Here is a new patch that can be applied on top of my previous and Alexandru's kevent_qos patches (which are needed for wqthread programs). It includes the following elements (which I didn't know how to breakdown between the different bug reports):
 - GS_CONST fix (as for regular threads)
 - Zero offset for tst->os_state.pthread (as it was the case for 10.6)
 - workq_ops(THREAD_KEVENT_RETURN) now behaves like workq_ops(THREAD_RETURN)
 - kevent_id (syscall:375) and thread_get_special_reply_port (mach:50) implementation (the kevent_id one is copied from Alexandru's kevent_qos)

Note that after all these changes, programs using wqthreads still don't work. Unfortunately, I am running into race conditions with the BigLock: either one thread waiting for the lock to be released or another locking it twice. All these changes are wrapped in #if DARWIN_VERS >= DARWIN_10_13, apart from the THREAD_KEVENT_RETURN change.
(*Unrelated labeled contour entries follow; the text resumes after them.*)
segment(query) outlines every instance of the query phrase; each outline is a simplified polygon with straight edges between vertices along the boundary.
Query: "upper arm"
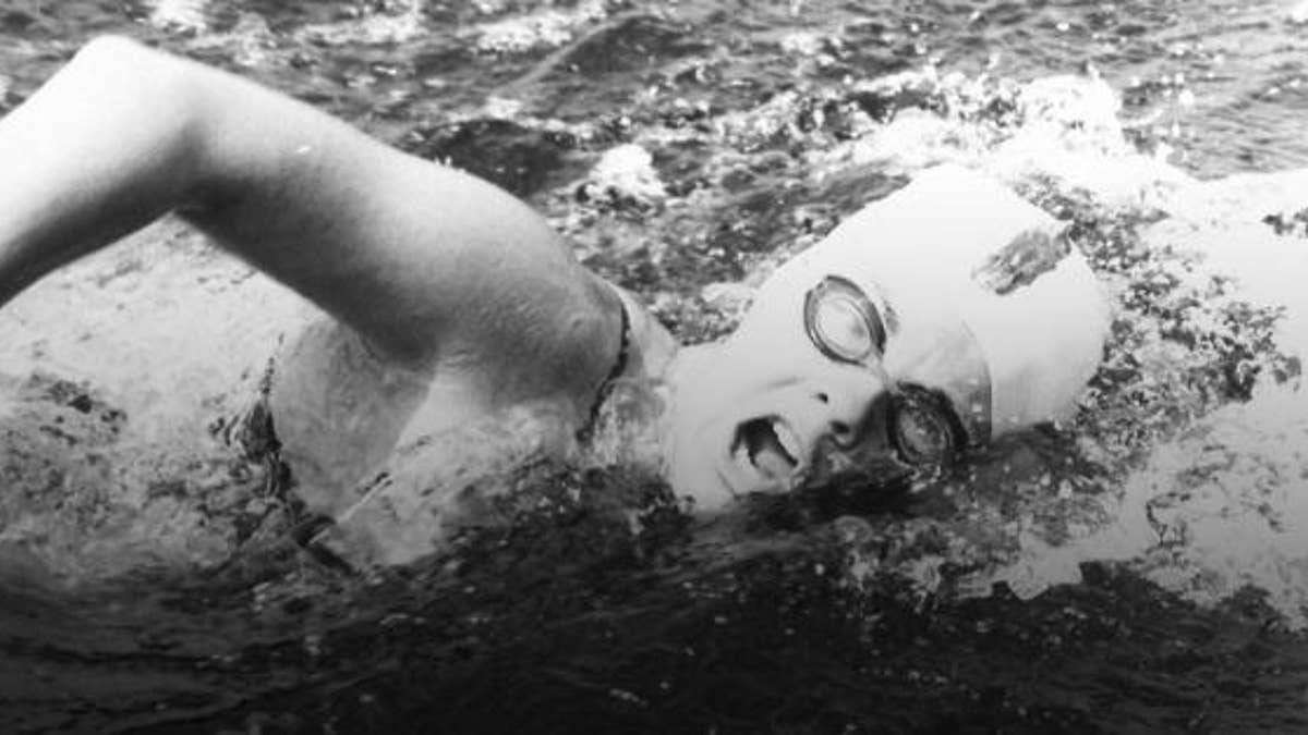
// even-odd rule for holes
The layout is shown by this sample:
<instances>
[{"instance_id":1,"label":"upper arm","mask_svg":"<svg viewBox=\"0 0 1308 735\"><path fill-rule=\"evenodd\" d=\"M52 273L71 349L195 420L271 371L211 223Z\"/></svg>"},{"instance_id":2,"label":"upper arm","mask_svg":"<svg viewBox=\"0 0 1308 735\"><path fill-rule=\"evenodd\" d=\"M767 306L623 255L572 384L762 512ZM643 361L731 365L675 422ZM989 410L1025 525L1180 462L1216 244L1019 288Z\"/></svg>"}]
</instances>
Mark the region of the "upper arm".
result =
<instances>
[{"instance_id":1,"label":"upper arm","mask_svg":"<svg viewBox=\"0 0 1308 735\"><path fill-rule=\"evenodd\" d=\"M378 347L424 360L497 293L582 285L553 230L502 190L171 63L190 67L203 171L182 214Z\"/></svg>"}]
</instances>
Last but not least, the patch doesn't worsen the regtest results:

== 655 tests, 321 stderr failures, 74 stdout failures, 8 stderrB failures, 8 stdoutB failures, 31 post failures ==
Comment 8 Rhys Kidd 2018-08-20 03:32:20 UTC
A short update on this bug report.

I've been spending time on Valgrind's macOS threading support, as it's causing a number of bug reports and needs some substantial work.
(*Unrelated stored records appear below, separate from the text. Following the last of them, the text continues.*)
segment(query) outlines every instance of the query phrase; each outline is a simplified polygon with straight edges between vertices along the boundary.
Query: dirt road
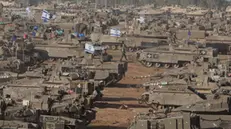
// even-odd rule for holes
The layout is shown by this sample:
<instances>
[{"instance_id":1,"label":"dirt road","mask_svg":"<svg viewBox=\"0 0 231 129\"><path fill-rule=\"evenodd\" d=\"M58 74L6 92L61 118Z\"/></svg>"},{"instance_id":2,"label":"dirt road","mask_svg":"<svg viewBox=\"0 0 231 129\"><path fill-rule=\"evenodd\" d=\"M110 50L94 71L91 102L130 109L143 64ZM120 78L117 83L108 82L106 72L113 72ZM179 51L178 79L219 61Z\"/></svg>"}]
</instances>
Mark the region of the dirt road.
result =
<instances>
[{"instance_id":1,"label":"dirt road","mask_svg":"<svg viewBox=\"0 0 231 129\"><path fill-rule=\"evenodd\" d=\"M129 63L126 77L116 84L105 88L101 102L96 103L97 116L89 129L126 129L134 116L148 109L140 105L137 98L143 93L142 84L145 80L134 80L132 76L142 76L157 72L154 68L145 68L140 64Z\"/></svg>"}]
</instances>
Additionally, I've started running macOS-based CI runs (see my github branches). Whilst it isn't ready to ship, it's making testing across numerous macOS versions much quicker.

Louis: I am seeing test suite hangs on memcheck/tests/threadname and memcheck/tests/thread_alloca with variants of your patches. Did you ever experience these?
Comment 9 Louis Brunner 2018-08-20 21:02:39 UTC
Rhys: Doesn't ring a bell. I mainly had issues with mcwatchpoints, pselect_alarm and pth_term_signal. Is there anything I can do to help out?